3.3. Effect of EJE on the TST

Immobility on the TST or FST is representative of a depressive-like phenotype. LPS-injected mice showed significantly increased immobility and decreased activity compared with the sham mice, while IMI treatment in mice significantly improved these depressive-like symptoms. The increased immobility caused by LPS treatment was significantly reduced by treatment with EJE (immobility time (s); Sham, 46.08 ± 13.37; Con, 144.6 ± 13.96; IMI, 71.31 ± 13.73; EJL, 91.69 ± 7.82; EJH, 85.30 ± 15.76; p-values; F (DFn, DFd) = 0.7969 (4, 35); Sham vs Con (p < 0.0001); Con vs IMI (p = 0.0015), EJL (p = 0.0497), and EJH (p = 0.0083)) (Figure 5A). An increase in activity was also observed in the EJE-treated group (activity time (s); Sham, 194.0 ± 13.37; Con, 95.40 ± 13.96; IMI, 168.7 ± 13.73; EJL, 154.7 ± 15.76; EJH, 148 ± 7.82; p-values; F (DFn, DFd) = 0.1681 (4, 35); Sham vs Con (p < 0.0001); Con vs IMI (p = 0.0054), EJL (p = 0.0225), and EJH (p = 0.0027)) (Figure 5B).

3.4. Effect of EJE on the FST

As shown in Figure 6, the FST results showed a similar trend to the previous TST results. The increased immobility associated with LPS was significantly reduced by the treatment with EJE (immobility time (s); Sham, 132.1 ± 15.0; Con, 212.4 ± 3.70; IMI, 149.3 ± 6.63; EJL, 150.2 ± 9.96; EJH, 138.5 ± 7.91; p-values; F (DFn, DFd) = 0.8466 (4, 35); Sham vs Con (p = 0.0006); Con vs IMI (p = 0.0098), EJL (p = 0.0051), and EJH (p = 0.0025)) (Figure 6A).
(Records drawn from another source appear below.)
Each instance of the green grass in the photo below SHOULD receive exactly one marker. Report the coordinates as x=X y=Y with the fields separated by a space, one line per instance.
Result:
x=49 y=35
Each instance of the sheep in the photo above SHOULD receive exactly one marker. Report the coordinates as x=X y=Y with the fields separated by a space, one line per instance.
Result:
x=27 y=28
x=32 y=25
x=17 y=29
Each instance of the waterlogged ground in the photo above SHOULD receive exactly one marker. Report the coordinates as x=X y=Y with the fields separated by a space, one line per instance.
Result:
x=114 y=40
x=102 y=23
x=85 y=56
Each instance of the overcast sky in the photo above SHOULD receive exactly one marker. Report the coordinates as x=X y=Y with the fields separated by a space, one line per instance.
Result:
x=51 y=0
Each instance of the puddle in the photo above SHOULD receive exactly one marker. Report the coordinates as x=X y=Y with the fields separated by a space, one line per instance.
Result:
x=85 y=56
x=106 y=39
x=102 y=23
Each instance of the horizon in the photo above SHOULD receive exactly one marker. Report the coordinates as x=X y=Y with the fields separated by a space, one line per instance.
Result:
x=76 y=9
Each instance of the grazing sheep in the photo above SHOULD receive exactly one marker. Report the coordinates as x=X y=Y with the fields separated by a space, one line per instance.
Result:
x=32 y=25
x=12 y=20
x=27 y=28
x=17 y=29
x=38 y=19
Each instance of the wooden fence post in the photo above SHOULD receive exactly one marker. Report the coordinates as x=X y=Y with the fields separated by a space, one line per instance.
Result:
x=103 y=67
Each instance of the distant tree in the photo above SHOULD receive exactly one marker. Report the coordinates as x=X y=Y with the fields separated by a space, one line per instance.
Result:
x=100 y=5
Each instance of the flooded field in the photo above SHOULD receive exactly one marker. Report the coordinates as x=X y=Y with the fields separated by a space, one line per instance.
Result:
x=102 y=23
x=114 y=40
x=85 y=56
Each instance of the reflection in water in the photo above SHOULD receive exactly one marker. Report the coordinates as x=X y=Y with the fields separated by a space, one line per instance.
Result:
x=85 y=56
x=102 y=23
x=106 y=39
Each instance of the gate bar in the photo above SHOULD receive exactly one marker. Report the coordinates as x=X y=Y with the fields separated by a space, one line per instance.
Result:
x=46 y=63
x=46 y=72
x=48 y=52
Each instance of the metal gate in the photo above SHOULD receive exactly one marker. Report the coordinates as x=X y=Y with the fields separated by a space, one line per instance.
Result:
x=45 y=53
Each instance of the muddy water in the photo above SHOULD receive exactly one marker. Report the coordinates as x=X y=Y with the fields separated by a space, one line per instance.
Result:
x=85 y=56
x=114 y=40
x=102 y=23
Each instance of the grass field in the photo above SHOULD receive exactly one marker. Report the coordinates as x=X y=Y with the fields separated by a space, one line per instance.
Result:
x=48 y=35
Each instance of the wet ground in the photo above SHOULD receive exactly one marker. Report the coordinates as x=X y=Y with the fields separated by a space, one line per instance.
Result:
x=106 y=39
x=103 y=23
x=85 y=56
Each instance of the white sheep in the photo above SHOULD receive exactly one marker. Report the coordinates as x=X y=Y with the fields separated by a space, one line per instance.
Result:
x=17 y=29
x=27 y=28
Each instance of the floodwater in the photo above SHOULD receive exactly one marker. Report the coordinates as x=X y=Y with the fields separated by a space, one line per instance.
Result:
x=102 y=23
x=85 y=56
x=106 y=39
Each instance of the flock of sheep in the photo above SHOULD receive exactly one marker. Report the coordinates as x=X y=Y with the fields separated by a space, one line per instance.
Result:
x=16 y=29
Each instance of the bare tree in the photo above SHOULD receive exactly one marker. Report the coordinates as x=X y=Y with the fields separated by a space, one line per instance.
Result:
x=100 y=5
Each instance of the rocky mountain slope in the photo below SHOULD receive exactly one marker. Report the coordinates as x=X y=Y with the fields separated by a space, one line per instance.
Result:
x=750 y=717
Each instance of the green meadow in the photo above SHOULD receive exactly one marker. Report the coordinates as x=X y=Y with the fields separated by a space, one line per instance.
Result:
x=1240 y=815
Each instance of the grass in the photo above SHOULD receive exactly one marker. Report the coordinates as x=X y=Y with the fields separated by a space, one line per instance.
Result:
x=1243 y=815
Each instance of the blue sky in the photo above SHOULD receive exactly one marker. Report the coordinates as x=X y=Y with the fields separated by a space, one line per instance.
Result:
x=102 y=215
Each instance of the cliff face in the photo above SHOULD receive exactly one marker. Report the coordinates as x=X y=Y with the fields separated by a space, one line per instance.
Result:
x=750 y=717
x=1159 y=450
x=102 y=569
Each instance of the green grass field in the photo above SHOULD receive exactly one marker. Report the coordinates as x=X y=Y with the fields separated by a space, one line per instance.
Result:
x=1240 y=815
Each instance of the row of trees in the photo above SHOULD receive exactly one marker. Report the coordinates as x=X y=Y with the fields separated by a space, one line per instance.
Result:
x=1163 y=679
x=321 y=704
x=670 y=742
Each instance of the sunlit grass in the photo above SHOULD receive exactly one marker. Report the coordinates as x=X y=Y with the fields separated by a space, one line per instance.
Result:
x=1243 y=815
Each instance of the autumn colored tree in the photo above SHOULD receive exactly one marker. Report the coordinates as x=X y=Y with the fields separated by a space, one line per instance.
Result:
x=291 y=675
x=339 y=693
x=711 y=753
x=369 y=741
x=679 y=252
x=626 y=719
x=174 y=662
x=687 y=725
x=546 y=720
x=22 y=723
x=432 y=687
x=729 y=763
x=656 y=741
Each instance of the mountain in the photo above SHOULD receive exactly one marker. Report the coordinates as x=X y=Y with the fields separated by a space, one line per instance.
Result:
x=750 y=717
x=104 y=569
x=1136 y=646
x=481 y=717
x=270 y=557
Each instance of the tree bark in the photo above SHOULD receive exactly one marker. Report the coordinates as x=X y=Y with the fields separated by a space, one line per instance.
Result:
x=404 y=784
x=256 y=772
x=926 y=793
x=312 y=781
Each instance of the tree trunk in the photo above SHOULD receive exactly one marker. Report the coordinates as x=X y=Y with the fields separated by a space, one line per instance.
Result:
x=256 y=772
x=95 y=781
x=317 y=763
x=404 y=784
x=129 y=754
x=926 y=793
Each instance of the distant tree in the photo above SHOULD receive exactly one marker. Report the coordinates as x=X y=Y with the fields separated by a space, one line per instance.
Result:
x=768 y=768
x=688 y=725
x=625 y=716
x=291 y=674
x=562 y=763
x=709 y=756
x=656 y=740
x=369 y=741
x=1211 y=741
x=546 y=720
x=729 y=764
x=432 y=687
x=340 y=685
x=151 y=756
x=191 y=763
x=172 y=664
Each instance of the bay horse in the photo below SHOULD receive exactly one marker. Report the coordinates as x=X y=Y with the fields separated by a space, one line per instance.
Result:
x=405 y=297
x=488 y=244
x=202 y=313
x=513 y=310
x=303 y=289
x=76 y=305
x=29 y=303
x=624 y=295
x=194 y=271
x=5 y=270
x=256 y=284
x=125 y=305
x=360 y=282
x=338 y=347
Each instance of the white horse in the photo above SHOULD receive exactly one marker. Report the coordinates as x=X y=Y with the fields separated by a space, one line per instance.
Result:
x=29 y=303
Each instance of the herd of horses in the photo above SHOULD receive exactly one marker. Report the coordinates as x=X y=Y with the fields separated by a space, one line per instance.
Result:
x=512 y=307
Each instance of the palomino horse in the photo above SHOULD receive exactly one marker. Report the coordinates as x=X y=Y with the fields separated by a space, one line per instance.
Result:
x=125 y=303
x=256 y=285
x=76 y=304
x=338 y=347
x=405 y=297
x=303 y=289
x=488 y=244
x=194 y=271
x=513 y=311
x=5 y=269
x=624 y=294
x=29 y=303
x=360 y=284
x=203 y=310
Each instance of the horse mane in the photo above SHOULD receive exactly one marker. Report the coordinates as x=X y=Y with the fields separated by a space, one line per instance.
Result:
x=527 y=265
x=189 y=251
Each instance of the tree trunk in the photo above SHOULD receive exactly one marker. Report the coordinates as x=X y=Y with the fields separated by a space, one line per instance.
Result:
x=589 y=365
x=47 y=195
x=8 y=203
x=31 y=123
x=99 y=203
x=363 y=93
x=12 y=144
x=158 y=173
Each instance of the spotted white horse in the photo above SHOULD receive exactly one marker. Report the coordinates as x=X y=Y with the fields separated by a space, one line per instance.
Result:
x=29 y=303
The increasing of swimming was also observed in EJE treated group (swimming time (s); Sham, 108.0 ± 15.0; Con, 27.62 ± 3.71; IMI, 90.73 ± 6.63; EJL, 89.86 ± 9.96; EJH, 101.6 ± 7.91; p-values; F (DFn, DFd) = 1.516 (4, 35); Sham vs Con (p = 0.0003); Con vs IMI (p = 0.0010), EJL (p = 0.0005), and EJH (p = 0.0002)) (Figure 6B).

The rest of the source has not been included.